Slavery in America began when the first African slaves were brought to the North American
colony of Jamestown, Virginia, in 1619. Slavery was practiced throughout the American colonies
in the 17th and 18th centuries, and African-American slaves helped build the economic
foundations of the new nation. The invention of the cotton gin in 1793 solidified the central
importance of slavery to the Souths economy. By the mid-19th century, Americas westward
expansion, along with a growing abolition movement in the North, would provoke a great debate
over slavery that would tear the nation apart in the bloody American Civil War (1861-65).
Though the Union victory freed the nations 4 million slaves, the legacy of slavery continued to
influence American history, from the tumultuous years of Reconstruction (1865-77) to the civil
rights movement that emerged in the 1960s, a century after emancipation. In the late 18th
century, the abolitionist movement began in the north and the country began to divide over the
issue between North and South. In 1820, the Missouri Compromise banned slavery in all new
western territories, which Southern states saw as a threat to the institution of slavery itself. In
1857, the Supreme Court decision known as the Dred Scott Decision said that Negroes were not
citizens and had no rights of citizenship; therefore, slaves that escaped to Free states where not
free but remained the property of their owners and must be returned to them. The decision

antagonized many Northerners and breathed new life into the floundering Abolition Movement.
The election of Abraham Lincoln, a member of the anti-slavery Republican Party, to the
presidency in 1860 convinced many Southerners that slavery would never be permitted to
expand into new territories acquired by the US and might ultimately be abolished. Eleven
Southern states attempted to secede from the Union, precipitating War. During the war, Abraham
Lincoln issued his famous Emancipation Proclamation, freeing slaves in all areas of the country
that were at that time in rebellion. This measure helped prevent European intervention on the
side of the South and freed Union army and navy officers from returning escaped slaves to their
owners, but not until after the Union had won the war and the subsequent passage of the
Thirteenth Amendment to the Constitution were the American slaves officially freed.

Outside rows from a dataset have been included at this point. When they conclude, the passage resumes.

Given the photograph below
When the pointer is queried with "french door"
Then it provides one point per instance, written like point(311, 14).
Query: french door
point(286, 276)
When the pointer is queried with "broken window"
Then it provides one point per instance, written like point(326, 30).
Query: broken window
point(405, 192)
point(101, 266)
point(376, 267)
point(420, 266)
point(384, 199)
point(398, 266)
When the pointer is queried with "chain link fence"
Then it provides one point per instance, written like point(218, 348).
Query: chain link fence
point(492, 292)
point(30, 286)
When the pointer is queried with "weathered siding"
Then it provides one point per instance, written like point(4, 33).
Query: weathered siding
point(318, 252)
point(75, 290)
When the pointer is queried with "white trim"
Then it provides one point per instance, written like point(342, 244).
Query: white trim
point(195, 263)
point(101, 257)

By issuing the Declaration of Independence, adopted by the Continental Congress on July 4,


1776, the 13 American colonies severed their political connections to Great Britain. The
Declaration summarized the colonists motivations for seeking independence. By declaring
themselves an independent nation, the American colonists were able to confirm an official
alliance with the Government of France and obtain French assistance in the war against Great
Britain. The 13th Amendment to the Constitution declared that "Neither slavery nor involuntary
servitude, except as a punishment for crime whereof the party shall have been duly convicted,
shall exist within the United States, nor any place subject to their jurisdiction." Formally
abolishing slavery in the United States, the 13th Amendment was passed by the Congress on
January 31, 1865, and ratified by the states on December 6, 1865. Peonage was also called debt
slavery or debt servitude, is a system where an employer compels a worker to pay off a debt with
work. Legally, peonage was outlawed by Congress in 1867. However, after Reconstruction,

many Southern black men were swept into peonage though different methods, and the system
was not completely eradicated until the 1940s.